Description : Carrowmore (Irish: An Cheathrú Mhór, 'the great quarter') is a large group of megalithic monuments on the Cúil Irra peninsula near Sligo, Ireland. They were built in the 4th millennium BCE, during the Neolithic era. There are thirty surviving tombs, placing Carrowmore among the largest and oldest complexes of megalithic tombs in Ireland. It is considered one of the 'big four' along with Carrowkeel, Loughcrew and Brú na Bóinne. Carrowmore is the heart of an ancient ritual landscape which is dominated by the mountain of Knocknarea to the west. It is a protected National Monument.
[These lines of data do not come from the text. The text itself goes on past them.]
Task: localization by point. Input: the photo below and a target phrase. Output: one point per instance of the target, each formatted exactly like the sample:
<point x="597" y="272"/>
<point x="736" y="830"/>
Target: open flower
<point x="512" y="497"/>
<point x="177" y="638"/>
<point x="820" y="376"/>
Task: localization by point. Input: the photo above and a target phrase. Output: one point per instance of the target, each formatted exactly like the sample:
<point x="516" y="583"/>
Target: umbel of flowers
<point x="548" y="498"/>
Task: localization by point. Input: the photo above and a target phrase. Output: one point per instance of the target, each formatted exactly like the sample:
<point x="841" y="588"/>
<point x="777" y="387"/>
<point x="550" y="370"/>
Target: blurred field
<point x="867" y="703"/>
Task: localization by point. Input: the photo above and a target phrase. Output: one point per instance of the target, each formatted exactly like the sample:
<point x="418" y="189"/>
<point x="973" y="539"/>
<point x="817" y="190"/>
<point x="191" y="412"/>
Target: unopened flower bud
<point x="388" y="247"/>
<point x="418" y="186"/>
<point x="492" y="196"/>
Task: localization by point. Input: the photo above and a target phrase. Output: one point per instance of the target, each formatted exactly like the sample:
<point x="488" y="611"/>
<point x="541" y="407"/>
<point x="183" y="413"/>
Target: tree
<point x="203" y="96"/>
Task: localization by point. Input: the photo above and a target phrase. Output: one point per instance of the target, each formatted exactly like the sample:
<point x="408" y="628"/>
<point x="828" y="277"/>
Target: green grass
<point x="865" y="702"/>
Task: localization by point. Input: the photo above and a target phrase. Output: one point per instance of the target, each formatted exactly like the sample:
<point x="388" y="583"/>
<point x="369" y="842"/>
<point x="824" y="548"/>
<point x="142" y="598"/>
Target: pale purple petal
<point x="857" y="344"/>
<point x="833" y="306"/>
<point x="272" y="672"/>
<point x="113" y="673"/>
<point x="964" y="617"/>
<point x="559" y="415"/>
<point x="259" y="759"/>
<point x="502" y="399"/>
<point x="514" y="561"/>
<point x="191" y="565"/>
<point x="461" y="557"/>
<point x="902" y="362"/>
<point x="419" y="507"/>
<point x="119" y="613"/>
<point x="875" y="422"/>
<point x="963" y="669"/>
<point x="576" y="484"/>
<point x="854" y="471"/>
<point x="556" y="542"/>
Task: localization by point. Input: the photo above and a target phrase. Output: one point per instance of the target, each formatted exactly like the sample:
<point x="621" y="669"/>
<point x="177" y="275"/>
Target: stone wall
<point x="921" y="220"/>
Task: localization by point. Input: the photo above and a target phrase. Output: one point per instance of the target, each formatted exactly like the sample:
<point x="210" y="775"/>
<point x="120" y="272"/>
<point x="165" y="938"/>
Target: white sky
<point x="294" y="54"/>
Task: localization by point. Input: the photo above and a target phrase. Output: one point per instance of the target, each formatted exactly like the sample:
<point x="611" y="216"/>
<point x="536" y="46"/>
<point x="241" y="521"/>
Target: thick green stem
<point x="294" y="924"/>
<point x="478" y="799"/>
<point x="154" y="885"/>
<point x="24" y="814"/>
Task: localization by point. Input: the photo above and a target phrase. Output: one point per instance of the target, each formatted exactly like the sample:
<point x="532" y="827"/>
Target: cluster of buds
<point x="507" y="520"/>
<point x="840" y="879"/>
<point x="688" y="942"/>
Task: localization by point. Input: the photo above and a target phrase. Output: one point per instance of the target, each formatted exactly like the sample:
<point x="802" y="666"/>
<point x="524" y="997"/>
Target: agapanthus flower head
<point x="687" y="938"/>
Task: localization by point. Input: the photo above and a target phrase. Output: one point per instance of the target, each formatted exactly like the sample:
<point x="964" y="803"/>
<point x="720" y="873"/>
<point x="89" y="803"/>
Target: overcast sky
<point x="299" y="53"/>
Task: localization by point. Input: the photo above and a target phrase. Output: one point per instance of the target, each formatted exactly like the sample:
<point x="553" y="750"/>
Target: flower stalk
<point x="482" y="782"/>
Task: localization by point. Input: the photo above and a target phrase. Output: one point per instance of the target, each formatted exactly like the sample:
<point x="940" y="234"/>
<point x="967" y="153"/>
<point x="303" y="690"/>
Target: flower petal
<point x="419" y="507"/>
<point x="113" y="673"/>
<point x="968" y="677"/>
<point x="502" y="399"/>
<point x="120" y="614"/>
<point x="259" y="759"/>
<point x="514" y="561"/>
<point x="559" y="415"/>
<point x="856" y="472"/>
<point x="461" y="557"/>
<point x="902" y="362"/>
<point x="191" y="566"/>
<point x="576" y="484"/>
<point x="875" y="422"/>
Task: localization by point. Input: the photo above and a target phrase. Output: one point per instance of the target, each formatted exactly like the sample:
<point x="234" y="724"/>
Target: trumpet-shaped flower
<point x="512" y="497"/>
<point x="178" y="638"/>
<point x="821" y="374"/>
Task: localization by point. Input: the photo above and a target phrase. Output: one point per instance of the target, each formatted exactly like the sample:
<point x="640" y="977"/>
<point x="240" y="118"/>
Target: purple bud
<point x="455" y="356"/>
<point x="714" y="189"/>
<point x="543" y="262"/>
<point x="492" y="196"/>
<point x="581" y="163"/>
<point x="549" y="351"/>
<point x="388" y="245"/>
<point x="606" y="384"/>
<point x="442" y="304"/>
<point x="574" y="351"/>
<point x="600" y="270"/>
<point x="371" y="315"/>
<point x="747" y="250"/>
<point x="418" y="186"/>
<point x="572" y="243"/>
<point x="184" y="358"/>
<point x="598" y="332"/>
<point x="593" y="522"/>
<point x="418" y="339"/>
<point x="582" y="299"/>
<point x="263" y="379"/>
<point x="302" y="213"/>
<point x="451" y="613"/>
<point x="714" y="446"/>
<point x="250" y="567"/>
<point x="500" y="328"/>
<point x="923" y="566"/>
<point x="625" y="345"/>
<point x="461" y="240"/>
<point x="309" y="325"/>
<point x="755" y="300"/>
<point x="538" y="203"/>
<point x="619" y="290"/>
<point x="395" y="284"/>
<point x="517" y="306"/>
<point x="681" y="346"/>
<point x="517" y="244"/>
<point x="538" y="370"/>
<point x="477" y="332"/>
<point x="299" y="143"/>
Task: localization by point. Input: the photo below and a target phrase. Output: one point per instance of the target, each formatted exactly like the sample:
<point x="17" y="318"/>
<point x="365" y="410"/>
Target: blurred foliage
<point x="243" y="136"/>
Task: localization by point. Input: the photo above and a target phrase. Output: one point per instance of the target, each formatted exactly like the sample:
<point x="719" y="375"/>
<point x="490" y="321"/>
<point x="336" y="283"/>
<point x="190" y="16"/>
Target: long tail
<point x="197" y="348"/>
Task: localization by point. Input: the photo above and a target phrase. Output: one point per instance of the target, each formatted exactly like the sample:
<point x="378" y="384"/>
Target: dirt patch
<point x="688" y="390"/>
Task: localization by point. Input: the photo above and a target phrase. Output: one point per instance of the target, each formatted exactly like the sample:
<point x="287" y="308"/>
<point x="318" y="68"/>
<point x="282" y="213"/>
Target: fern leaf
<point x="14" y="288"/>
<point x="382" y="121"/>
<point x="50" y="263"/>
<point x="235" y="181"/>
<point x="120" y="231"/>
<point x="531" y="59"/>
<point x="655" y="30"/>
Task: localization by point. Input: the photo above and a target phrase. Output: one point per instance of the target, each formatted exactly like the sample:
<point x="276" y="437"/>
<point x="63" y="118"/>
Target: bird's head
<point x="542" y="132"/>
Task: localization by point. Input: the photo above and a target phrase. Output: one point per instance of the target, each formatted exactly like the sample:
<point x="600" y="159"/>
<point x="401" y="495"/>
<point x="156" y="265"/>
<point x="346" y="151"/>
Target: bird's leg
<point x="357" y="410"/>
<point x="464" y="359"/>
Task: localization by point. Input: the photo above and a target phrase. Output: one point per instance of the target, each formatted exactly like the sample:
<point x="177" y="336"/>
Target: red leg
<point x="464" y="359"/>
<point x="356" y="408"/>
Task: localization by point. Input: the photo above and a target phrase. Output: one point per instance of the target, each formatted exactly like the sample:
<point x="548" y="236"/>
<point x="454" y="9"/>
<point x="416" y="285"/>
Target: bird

Radiocarbon Dates Radiocarbon dates from the survey and excavation project in the 1970s, 80s and 90s by Professor Göran Bürenhult generated some controversy at the time, as Burenhult interpreted the dates to indicate that the monuments were erected and used by a hunter gatherer community. For example, a sample taken from the chamber of Carrowmore 3 (called Tomb 4 by Burenhult) was claimed to indicate a date of 5400 BC. Burenhult's theory of Mesolithic tomb builders, first presented in 1982, received critical revision in the quarter century that followed. A source critical review and 25 new radiocarbon dates demonstrated that the Carrowmore monuments are shown to have spanned the era circa 3750 BC to circa 3000 BC. This data set is supported by palaeo-environmental studies in adjacent lakes conducted by Stolze, O'Connell, Ghilardi and others, showing farming activity coincident with or preceding monument use.